Some witches are beautiful, others are terrifying: in Orson Welles' 1948 movie The Three Witches, an adaptation of Macbeth, these figures had long, grey hair and held forked sticks. Their voices could be heard, but their faces weren't too distinguishable hidden as they were under their long hair; the witches controlled Macbeth's actions via a voodoo doll that represented him.
Rei Kawakubo wasn't conjuring up the powers of Macbeth's witches in the Comme des Garçons' S/S 2016 show held in a hot and sticky basement room at Le Centorial (former headquarters of Crédit Lyonnais), but she was toying with the idea of benevolent blue witches, strong and powerful women capable of doing good deeds.
Models came out on the runway with red flaming hair piled high on their heads, their bodies radically transformed by the monumental sculptures of fabrics wrapped around them.
There were soft and furry three-dimensional tentacles; puffed up sleeves and ostrich feathers delicalety trembling in an almost Haute Couture moment that met with decadence and decay; fake fur clashed with blue velvet; there was a hint at something tailored in two leopard printed fabrics that had been mauled and reduced to bits and pieces before being restitched back together in Frankenstein's style.
A huge white coat was characterised by a magnified criss-cross fastening, sculptural silhouettes and blue knots of velvet covered, hid or submerged in layers and layers of fabric the heads of the models, while ruches cocooned, engulfed and strangled them. The designs (expect them to reappear in some incredible fashion exhibition) looked more like wearable and portable architectural intervention at times made with interior design fabrics rather than proper clothes.

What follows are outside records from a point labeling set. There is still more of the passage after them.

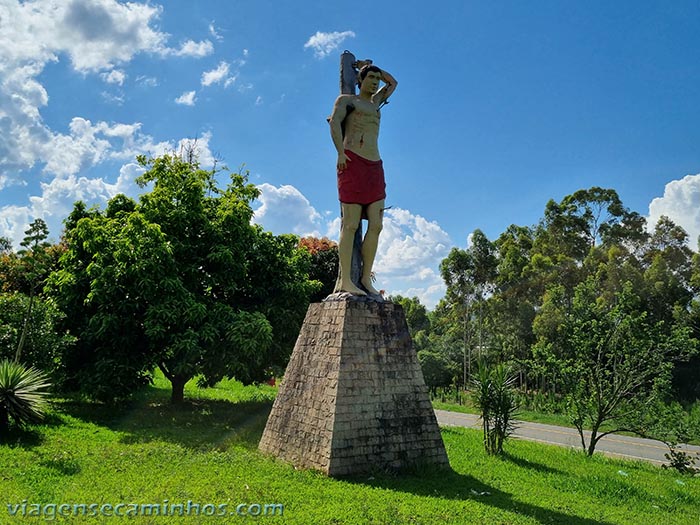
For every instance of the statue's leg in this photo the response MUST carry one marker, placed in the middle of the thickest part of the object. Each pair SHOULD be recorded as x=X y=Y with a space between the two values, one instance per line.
x=375 y=214
x=352 y=214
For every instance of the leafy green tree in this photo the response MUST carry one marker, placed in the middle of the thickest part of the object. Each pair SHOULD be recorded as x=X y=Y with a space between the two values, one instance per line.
x=35 y=256
x=181 y=280
x=324 y=264
x=416 y=314
x=469 y=276
x=616 y=362
x=436 y=369
x=45 y=342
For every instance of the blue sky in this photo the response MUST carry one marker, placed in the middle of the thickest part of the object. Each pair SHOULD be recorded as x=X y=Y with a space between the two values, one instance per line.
x=500 y=107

Some details vaguely pointed towards historical costumes, others like the sharply pointed narrow shoes were maybe borrowed from illustrations of tales that had grotesque witches as their protagonists, but there were also garments that looked crafted by a person slowly descending into madness in a mental asylum and fashioning out of curtains, mattresses, bedsheets or a straitjacket an extravagant piece.
Difficult to say what it all meant as fabrics transformed into abstract elements, almost huge and material representations of a Rorschach test or turned the models into reinvented and conceptual versions of the witches' attires in W.W. Denslow's illustrations for The Wizard of Oz.
The good thing about it? Well, Kawakubo has reached the point where she doesn't need to present real clothes for the next season, but she can use the runway to introduce her audience to as many experimental ideas as she wants (this time only 16 looks) without explaining anything. Surely, that's no mean feat for a fashion house with its own independent multi-brand chain of shops.
Obviously the ideas showcased in this collection – punctuated by a soundtrack from Blue Velvet, David Lynch's 1980s film – will be reinterpreted in simpler, wearable forms, but, for the time being, you can take them as a silent two finger salute to the fashion establishment that is becoming a sad parody of itself, or, if you're looking for deeper meanings, we could compare them to something else: maybe the designer in this case acted a bit like the witches in Welles' film, "agents of chaos" plotting against order, but she did so not via a voodoo doll, but via models clad in her controversial pieces.